Inzwischen hat Hugh Herr für fast jede Gelegenheit ein passendes Paar Beine entwickelt und liebt es, seine übermenschlichen Fähigkeiten spielerisch zu demonstrieren: „Wenn ich mich unsicher fühle, drehe ich einfach meine Größe nach oben.“ Für ihn wäre es nur logisch, wenn auch andere Sportler ihre Fähigkeiten mit technischen Geräten erweitern würden: „In der Zukunft werden wir ohnehin alle Exo-Skelette tragen“ – raffinierte Konstruktionen also, die den menschlichen Bewegungsapparat unterstützen und verstärken. Mit einem Exo-Skelett könnte selbst „Otto Normalverbraucher“ Autos stemmen wie Superman.
Upgrades statt Evolution?
Industrie-Arbeiter, die mit Hilfe von Exo-Skeletten schwere Eisenguss-Teile mühelos auf einen Lkw verladen – ganz ohne Krane, Roboter und andere Verladetechniken?
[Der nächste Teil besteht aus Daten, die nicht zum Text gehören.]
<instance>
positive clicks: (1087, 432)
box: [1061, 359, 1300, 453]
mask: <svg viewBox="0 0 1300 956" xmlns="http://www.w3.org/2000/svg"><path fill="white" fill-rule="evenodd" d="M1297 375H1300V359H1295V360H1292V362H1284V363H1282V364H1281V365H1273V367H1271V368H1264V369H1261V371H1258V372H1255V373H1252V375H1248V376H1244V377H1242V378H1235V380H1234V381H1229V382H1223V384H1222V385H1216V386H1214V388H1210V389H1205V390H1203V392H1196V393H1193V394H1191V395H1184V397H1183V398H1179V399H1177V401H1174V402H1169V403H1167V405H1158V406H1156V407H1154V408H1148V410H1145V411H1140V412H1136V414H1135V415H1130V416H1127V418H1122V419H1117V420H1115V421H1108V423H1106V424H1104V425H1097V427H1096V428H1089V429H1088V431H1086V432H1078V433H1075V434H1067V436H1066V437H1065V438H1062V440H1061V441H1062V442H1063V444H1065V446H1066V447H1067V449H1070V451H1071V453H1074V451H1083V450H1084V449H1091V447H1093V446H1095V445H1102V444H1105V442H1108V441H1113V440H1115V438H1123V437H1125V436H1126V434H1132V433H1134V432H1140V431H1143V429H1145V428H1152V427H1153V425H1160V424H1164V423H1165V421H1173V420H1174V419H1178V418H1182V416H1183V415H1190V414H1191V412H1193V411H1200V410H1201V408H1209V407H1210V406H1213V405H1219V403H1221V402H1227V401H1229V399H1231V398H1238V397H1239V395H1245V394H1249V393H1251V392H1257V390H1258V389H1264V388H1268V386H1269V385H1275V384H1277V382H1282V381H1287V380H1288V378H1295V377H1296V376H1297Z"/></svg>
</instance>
Für Futuristen wie Hugh Herr wäre das nur folgerichtig. Und die immer engere Verzahnung von Mensch und Technik schreitet voran: Bald soll der Übergang vom Körper zur Prothese praktisch nicht mehr zu spüren sein, dank verbesserter künstlicher Haut und direkter Nervenverbindung.
„Der nächste Schritt der Evolution ist vielleicht nicht biologisch – sondern technisch“, prophezeit das amerikanische Technikkultur-Magazin „Wired“. Auf der ganzen Welt arbeiten selbsternannte „Bio-Hacker“ daran, die eigenen Grenzen zu überwinden: So wie Computerhacker Software umprogrammieren, um Codes und Algorithmen zu knacken, so modifizieren Bio-Hacker ihre eigene „Wetware“, wie sie den menschlichen Körper bezeichnen.

sondern verwischen die Grenzen zwischen virtueller Wirklichkeit und Alltag
sondern verwischen die Grenzen zwischen virtueller Wirklichkeit und Alltag
Eine neue Realität
Prothesen, Reittiere, Raumfahrt: Verbindungen versetzen den Menschen in die Lage, mit schwierigen Umgebungen zu interagieren. Was aber, wenn die Außenwelt selbst verändert werden soll – wenn es nicht um die Kombination von Mensch und Technik geht, sondern um die Verschmelzung von wirklicher und virtueller Realität?
Auch hier gibt es erstaunliche Fortschritte: Systeme wie die „Cyberbrille“ Microsoft Hololens machen eine „Augmented Reality“ schon heute möglich – eine erweiterte Realität, die durch Einblendung von Grafiken und dreidimensionalen Objekten entsteht, die vermeintlich im Raum schweben. Einsatzgebiet: Smart Factories. Denn dank Hololens sieht ein Techniker beim Fabrikrundgang nicht nur das Äußere seiner Maschinen, sondern auch die wichtigsten Kennzahlen und Messwerte aus ihrem Inneren. Und das, ohne zu Smartphone, Pad oder anderen Steuergeräten zu greifen.
So wie das Exo-Skelett Mitarbeitern ungeahnte Körperkraft verleiht, ist die Cyberbrille eine mächtige „Wissensprothese“: Mit ihrer Hilfe kann ein Mechaniker, der ein komplexes Gerät zum ersten Mal repariert, Schritt für Schritt durch alle Arbeitsphasen geleitet werden. Er sieht die nötigen Handgriffe direkt an der Maschine vor sich – als holographische Projektion, die mit dem Realbild verbunden ist. Auch Anlernzeiten in der Produktion könnten so auf wenige Minuten reduziert werden.